Member states, the European Parliament, and the Commission have reached a consensus on the Declaration of Digital Rights and Principles. Although it aims to serve as a reference point for the digital transformation of Europe, it instead descends into murky waters, causing ambiguity. Its wording is unclear and it overlooks existing good proposals.

failed attempt to audit the source code

Whereas the EU institutions claim that digital sovereignty and openness are crucial for the digital transformation of Europe, the declaration lacks clear definition of such values. The text of the declaration makes reference to promoting interoperability, open technologies and standards. However, it is not clear what exactly the signatory institutions mean with such wording. By contrast, the European Parliament proposal had a clear reference to Free Software as a way to ensure transparency in the use of algorithms and artificial intelligence, as well as the importance of Open Standards. Unfortunately, this wording failed to be upheld during the inter-institutional negotiations, and the final text ended up being rather unclear.

“In a fast-pace digitalised society, the importance of such declaration of digital rights is crucial. This text will serve as a benchmark for decision makers in the journey of shaping our digital sphere. It is problematic for our software freedom that such declaration lacks clear definitions and that solid existing frameworks are not being taken into consideration”, explains Lina Ceballos, FSFE Policy Project Manager.

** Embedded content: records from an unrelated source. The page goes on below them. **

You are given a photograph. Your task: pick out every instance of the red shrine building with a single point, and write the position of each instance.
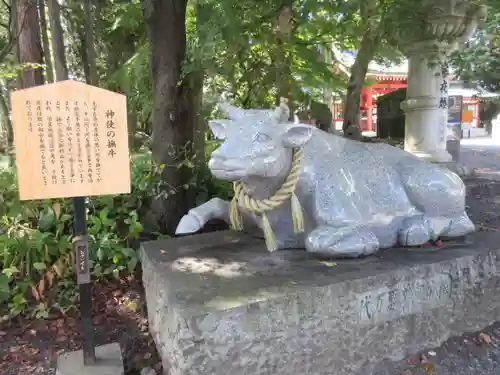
(381, 80)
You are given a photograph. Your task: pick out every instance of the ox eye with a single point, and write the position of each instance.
(262, 137)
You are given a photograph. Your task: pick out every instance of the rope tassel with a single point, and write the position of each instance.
(285, 192)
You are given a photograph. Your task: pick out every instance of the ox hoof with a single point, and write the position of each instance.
(339, 243)
(188, 224)
(415, 231)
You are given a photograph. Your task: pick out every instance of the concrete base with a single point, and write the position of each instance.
(219, 303)
(109, 362)
(461, 169)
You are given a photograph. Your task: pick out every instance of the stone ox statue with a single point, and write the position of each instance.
(336, 197)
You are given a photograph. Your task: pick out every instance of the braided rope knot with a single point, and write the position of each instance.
(261, 207)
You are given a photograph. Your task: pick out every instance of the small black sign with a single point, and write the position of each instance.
(81, 249)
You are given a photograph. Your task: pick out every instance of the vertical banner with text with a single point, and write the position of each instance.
(71, 140)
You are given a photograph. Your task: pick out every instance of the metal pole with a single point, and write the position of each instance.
(81, 248)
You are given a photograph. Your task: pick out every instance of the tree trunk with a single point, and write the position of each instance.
(369, 44)
(283, 58)
(30, 47)
(200, 127)
(173, 125)
(5, 118)
(14, 33)
(92, 78)
(60, 65)
(49, 73)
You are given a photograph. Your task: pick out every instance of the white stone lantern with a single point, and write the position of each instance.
(444, 25)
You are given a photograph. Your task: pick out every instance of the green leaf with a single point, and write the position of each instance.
(47, 218)
(39, 266)
(10, 271)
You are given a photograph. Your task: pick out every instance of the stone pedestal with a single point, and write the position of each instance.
(220, 303)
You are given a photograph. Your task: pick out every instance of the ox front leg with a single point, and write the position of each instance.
(342, 242)
(197, 217)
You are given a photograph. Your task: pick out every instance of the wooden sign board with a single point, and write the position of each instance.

It is also not clear if the declaration is consistent with existing frameworks. According to its text, it is built upon previous initiatives such as the Berlin and Tallinn declarations. These aforementioned frameworks already refer to Free Software when it comes to digital sovereignty and interoperability, while they also require more use of Free Software, and strengthening the requirement for its use. However, when it comes to interoperability, Free Software is not explicitly mentioned in the Declaration of Digital Rights and Principles.

Last but not least, “the declaration misses to name reusability of software and hardware through Free Software licenses as an important step towards a more sustainable digital society. Having said this, the current negotiations about the Ecodesign Directive will have to do it right where the declaration falls short” says Erik Albers, FSFE's Digital Sustainability Program Manager.